The Disco still wants to be the Leatherman multi-tool of SUVs: expensive, solid, useful and reassuring. The quirk of its positioning, which has left it straddling both a premium and mainstream customer base, ought to have limited it – some think it has – but I needed to variously wear muddy wellies and later a tux during our time together and felt right at home in both.
In terms of space in the rear, all three cars qualify as effective family cars (hardly surprising, given their provenance). The X3 has a fair bit more head room than the GLC, but leg room is similarly generous in both.
The Land Rover has a shorter wheelbase but doesn’t feel any less accommodating. Filling its two jump seats – even with small children –
obviously eats into that space, although the Sport is packaged cleverly enough for it all to still
seem like a neat idea.
Boot volume is similarly admirable across the board. The fact that you reportedly get 60 litres more capacity in the GLC than you would in a C-Class wagon gives some indication of the increased practicality (and therefore added value) that is had from choosing the SUV.
Also thrown into the usability bargain is Mercedes’ 4Matic all-wheel drive system. In the case of the 250d driven here, it’s powered by the 201bhp version of the omnipresent 2.1-litre four-cylinder diesel engine, which makes it moderately more powerful than both the Discovery’s 178bhp 2.0-litre Ingenium and BMW’s 188bhp four-pot oil-burner. Away from the mark, that difference shows.
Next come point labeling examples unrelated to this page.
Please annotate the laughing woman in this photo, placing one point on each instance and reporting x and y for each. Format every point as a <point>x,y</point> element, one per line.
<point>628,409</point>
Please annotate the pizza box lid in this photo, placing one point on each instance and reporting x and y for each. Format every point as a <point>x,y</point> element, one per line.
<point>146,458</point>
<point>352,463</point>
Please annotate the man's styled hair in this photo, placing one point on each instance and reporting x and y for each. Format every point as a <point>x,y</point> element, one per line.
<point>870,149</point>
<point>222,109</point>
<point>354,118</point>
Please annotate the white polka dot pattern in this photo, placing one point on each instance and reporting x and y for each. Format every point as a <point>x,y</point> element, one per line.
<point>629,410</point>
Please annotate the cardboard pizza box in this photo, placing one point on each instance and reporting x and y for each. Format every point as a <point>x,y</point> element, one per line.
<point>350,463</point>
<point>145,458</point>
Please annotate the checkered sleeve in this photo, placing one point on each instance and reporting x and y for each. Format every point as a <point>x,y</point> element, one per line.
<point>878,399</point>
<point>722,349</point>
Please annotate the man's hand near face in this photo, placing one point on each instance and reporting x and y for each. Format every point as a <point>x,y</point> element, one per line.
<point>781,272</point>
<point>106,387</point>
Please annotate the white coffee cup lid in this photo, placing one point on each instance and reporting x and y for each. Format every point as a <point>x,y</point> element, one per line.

The GLC proves a genuine sub-8.0sec to 60mph prospect, with a standing-start eagerness that not even the famously brisk X3 replicates. The Land Rover lags even further back, the gearing of its own nine-speed auto and a fair bit more kerb weight only contributing to the Ingenium engine’s power deficit. The unit’s refinement issues are hardly downplayed in this company, either.
Mercedes has successfully wrapped its own strident motor in an apparently thicker blanket than normal, its curiously chirpy thrum now consigned to moments of hard acceleration only. The engines in the Discovery Sport and the X3 are noticeably more vocal than that of the GLC, while the British car adds a dose of vibration into the mix.
The GLC’s pace is a useful ally in modern SUVs, and initially the car seems well primed to exploit it. Compared with its competitors, you sit low in the cabin – so low, in fact, that the model seems a more likely contender for something of the Audi A4 Allroad’s ilk than a Land Rover. The pedals and steering wheel are presented in car-like fashion, too. In the X3, the steering wheel has the girth of a George RR Martin paperback and is tuned for the kind of incisiveness that can be wrung from the front end.